Lille-Flandres de cinq à sept

Photo : Perrine Dutreil – Texte : Sophie Caillat

 

 

 

5 heures. La gare s’éveille doucement, pas encore remise de sa courte nuit. Epuisée par la journée d’hier, l’haleine enivrée, elle n’a pas vraiment eu le temps de se laver, de petit-déjeuner. Elle se frottera les yeux encore jusqu’à 6 heures, bâillera jusqu’à sept. Puis le défilé des trains ne lui laissera plus de répit. Et c’est comme ça tous les jours.

En fond sonore, pas d’annonce vocale, ni de machine qui gronde. Seuls quelques hommes grognent à leur place. Un « Viens-là que je t’égorge » en guise d'accueil. Jusqu’à l’arrivée du premier train, la gare est seule avec ses fantômes.

5 h 10. Arrive Jean-Pierre, postier, la cinquantaine bien arrosée. Il lui reste une heure vingt avant de commencer son boulot. Au centre de tri juste derrière. « Elle n’a jamais changé cette gare, se plaint-il, elle est triste et sale. » Mais au moins, elle est ouverte, alors que dehors les magasins dorment encore pour quatre bonnes heures.

Tiens, quelqu’un qu’il connaît. C’est Jean-Claude, qui livre La Voix du Nord.
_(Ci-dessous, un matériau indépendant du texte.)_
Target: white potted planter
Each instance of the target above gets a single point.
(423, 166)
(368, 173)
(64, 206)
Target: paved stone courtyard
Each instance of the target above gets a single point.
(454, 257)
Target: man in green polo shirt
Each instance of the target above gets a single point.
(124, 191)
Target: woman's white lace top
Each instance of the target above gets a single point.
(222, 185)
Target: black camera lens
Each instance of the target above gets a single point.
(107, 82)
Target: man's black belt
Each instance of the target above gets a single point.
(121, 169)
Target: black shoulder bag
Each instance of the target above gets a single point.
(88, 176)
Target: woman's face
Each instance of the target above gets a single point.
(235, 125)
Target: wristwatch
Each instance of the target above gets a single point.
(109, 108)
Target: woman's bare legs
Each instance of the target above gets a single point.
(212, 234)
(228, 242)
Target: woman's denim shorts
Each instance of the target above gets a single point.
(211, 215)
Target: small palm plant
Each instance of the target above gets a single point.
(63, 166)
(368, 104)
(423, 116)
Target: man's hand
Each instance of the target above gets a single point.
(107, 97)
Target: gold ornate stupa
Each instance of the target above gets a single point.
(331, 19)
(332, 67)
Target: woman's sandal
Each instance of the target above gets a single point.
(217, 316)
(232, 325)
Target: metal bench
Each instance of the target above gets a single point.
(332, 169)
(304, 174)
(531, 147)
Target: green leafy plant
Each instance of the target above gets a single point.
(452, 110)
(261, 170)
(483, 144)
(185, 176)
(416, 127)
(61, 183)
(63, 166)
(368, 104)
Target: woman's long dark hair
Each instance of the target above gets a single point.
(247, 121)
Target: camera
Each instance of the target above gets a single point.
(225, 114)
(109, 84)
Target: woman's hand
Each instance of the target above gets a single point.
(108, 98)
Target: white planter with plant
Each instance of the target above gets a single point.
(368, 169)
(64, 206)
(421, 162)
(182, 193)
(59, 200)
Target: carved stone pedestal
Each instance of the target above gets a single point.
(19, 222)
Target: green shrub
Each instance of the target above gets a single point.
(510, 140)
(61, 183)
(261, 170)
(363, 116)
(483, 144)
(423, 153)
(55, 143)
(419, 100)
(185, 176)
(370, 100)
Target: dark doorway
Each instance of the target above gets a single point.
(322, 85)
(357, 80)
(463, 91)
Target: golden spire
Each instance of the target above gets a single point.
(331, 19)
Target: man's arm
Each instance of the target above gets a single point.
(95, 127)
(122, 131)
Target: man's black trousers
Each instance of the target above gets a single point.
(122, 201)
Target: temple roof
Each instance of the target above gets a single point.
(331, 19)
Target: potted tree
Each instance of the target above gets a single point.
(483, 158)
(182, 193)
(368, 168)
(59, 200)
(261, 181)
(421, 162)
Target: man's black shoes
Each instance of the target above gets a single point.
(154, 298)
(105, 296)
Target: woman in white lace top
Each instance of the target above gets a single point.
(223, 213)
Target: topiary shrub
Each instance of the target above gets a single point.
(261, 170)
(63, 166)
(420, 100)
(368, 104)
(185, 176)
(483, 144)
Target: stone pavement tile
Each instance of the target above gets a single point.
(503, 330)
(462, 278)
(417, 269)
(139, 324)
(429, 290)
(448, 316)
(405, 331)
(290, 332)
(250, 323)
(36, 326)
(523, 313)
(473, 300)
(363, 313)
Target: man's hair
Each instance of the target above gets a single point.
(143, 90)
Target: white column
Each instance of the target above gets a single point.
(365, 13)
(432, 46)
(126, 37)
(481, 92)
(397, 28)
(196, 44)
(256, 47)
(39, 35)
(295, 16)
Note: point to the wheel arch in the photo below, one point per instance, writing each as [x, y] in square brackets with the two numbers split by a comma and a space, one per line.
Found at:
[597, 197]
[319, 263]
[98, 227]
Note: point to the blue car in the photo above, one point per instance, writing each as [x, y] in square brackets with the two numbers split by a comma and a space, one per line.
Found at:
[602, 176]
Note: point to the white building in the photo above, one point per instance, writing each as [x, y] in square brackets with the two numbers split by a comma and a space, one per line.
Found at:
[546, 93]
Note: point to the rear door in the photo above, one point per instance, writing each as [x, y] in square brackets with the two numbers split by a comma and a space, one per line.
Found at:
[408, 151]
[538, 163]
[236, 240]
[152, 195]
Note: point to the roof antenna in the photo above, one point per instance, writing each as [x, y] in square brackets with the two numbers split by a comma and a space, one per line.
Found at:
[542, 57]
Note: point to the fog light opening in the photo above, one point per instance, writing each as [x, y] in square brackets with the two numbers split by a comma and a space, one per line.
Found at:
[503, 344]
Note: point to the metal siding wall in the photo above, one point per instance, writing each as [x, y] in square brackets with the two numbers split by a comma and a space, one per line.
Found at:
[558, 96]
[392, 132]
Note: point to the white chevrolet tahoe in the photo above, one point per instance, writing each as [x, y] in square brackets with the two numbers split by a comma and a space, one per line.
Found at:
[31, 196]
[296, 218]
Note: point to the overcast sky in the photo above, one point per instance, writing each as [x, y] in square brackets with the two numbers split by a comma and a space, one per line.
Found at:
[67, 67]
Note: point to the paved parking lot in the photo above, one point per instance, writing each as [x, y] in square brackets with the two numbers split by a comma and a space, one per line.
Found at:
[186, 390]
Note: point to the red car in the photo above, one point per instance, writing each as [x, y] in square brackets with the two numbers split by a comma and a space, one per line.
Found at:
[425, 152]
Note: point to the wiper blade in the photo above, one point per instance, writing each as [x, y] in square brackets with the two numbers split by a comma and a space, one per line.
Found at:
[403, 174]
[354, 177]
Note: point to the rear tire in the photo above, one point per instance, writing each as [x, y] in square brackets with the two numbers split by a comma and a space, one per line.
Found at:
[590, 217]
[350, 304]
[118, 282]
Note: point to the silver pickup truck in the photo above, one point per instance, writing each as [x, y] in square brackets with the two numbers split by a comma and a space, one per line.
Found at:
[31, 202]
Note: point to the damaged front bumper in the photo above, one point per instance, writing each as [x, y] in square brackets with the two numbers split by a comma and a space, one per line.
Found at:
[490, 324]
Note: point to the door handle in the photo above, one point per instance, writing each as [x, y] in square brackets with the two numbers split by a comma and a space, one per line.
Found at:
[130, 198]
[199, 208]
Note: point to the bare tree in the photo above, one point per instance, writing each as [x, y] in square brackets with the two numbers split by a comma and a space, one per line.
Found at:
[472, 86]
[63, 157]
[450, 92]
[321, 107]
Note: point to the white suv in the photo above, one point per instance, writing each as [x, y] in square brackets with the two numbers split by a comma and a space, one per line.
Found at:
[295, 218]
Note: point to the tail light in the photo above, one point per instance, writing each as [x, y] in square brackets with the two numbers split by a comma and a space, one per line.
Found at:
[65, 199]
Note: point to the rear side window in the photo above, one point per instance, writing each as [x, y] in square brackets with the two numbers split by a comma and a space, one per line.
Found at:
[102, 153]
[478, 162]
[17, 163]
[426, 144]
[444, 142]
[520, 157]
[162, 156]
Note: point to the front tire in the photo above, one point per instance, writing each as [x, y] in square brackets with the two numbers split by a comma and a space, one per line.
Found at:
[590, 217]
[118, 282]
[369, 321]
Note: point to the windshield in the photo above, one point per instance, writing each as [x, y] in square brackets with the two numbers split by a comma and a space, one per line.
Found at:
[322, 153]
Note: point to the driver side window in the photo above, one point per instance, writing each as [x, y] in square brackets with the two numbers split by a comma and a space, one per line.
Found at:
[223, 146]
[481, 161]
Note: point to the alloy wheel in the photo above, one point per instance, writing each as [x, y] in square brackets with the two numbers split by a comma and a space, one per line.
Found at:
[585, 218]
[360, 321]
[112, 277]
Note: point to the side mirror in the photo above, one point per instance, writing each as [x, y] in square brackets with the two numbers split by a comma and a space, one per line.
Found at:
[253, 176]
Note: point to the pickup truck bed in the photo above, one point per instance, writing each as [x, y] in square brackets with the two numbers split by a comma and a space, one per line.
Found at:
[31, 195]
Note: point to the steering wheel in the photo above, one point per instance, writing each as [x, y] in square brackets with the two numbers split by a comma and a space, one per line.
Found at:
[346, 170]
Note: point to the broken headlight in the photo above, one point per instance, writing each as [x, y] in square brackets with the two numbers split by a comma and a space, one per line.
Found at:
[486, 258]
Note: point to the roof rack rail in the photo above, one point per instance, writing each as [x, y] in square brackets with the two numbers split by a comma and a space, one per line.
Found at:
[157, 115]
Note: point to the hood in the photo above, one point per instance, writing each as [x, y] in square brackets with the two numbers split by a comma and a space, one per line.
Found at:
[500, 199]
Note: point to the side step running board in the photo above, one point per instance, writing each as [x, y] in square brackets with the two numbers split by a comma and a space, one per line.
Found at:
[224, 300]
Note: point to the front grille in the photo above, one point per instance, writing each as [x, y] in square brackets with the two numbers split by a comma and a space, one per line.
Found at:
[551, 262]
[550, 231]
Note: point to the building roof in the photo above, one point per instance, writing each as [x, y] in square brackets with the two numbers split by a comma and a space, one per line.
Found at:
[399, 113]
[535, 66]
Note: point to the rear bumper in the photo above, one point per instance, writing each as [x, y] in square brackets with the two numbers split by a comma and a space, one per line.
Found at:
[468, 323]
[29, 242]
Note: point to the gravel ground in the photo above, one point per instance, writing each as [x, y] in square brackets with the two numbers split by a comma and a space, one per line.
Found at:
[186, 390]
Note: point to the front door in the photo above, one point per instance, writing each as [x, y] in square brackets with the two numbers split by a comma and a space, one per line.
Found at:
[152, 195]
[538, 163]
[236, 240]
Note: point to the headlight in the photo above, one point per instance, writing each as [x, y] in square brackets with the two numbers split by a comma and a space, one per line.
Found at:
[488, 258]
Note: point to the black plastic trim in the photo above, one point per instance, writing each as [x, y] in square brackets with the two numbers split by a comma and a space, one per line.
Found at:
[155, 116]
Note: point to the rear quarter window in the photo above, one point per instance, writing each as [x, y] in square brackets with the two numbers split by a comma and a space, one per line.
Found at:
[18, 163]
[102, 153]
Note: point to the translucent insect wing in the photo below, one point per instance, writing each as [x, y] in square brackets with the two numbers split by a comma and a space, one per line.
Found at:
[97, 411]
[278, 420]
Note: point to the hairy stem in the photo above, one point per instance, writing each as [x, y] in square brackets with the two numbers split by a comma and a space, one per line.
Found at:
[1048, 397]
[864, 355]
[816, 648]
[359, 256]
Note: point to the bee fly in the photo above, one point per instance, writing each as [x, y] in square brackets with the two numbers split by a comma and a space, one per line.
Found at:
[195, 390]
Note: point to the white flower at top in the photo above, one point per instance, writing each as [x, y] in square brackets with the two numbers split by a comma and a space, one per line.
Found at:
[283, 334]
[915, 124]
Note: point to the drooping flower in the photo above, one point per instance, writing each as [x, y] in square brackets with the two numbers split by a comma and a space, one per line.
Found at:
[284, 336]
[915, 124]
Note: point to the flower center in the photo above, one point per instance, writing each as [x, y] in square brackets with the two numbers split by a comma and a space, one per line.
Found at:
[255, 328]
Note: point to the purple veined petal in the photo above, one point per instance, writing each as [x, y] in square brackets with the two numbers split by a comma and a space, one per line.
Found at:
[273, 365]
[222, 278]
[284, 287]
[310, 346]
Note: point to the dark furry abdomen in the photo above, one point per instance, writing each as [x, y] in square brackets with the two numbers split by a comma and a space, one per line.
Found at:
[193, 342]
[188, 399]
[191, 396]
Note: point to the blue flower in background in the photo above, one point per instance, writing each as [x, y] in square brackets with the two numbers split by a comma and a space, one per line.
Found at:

Sortis de l’imprimerie à 4 h 30, les journaux sont chauds comme des croissants. On se serre la main, on échange un sourire contre un journal, et on se sépare rapidement. L’un a à faire ailleurs, l’autre n’a rien à faire ici.

Déjà 5 h 25, la marchande de journaux se détache d’un groupe de travailleurs descendus du premier TER. Joëlle, encore engourdie, a quitté sa nuit il y a bien longtemps. Du distributeur automatique coule le premier café de la journée. Joëlle le boit rapidement, et se faufile derrière sa caisse.

Une voix d’homme a surgi d’une silhouette étonnante :  « Vous avez Jeune Afrique ? » Talons aiguilles, mini-jupe, la peau est noire, maquillée de rouge, les traits abîmés. Georges est une habituée du premier et du dernier TGV. Ses journées à Paris sont très longues, ses nuits à Lille très courtes. Georges est « la vedette » des employés de la gare.

Retour dans la « salle des pas perdus » - là où se trouve la bouche de métro. Deux hommes errent depuis un petit moment. L’œil hagard, rivé sur la moindre silhouette féminine, ils portent mal leur habit de bureau. La cravate Christian Dior retournée négligemment, ils n’ont rendez-vous avec rien ni personne. Leur « rendez-vous d’affaires » d'hier soir s'est soldé par sept bouteilles de vin à trois. Ces business angels ne sont plus désormais que de « gros pervers qui cherchent des nanas ».

Dans un éclair de lucidité, ils comprennent que ce n'est pas une heure ni un lieu pour les rencontres, et s'engouffrent piteusement dans le wagon première classe du TGV de 6 heures.

Commencent alors les premières crises d'épilepsie de la gare. Le magasin de sandwiches se fait traiter de « fils de pute » par trois jeunes qui lancent de violents coups de pieds pour briser sa vitrine. Tout le monde les laisse se calmer, et l'attention générale est vite captée par la voix de Mimoune. Habitué à parler tout seul, il vient ici se donner en spectacle. Il retourne ses paupières, entame une chorégraphie en chantant une ode à la gloire de Mohammed, le fils de Hassan II, son idole. Le public s'épaissit peu à peu.

Le TGV de 6 heures n'était peuplé que de somnambules s'étalant sur deux sièges pour finir leur nuit.
Dans celui de 7 heures, des gens pressés préparent des rendez-vous, téléphonent, dévorent le journal... entre-temps se sont croisés une multitude de TER : Douai, Lens, Valenciennes, Arras, Saint-Pol-sur-Ternoise, Jeumont... entre-temps, la gare s'est levée.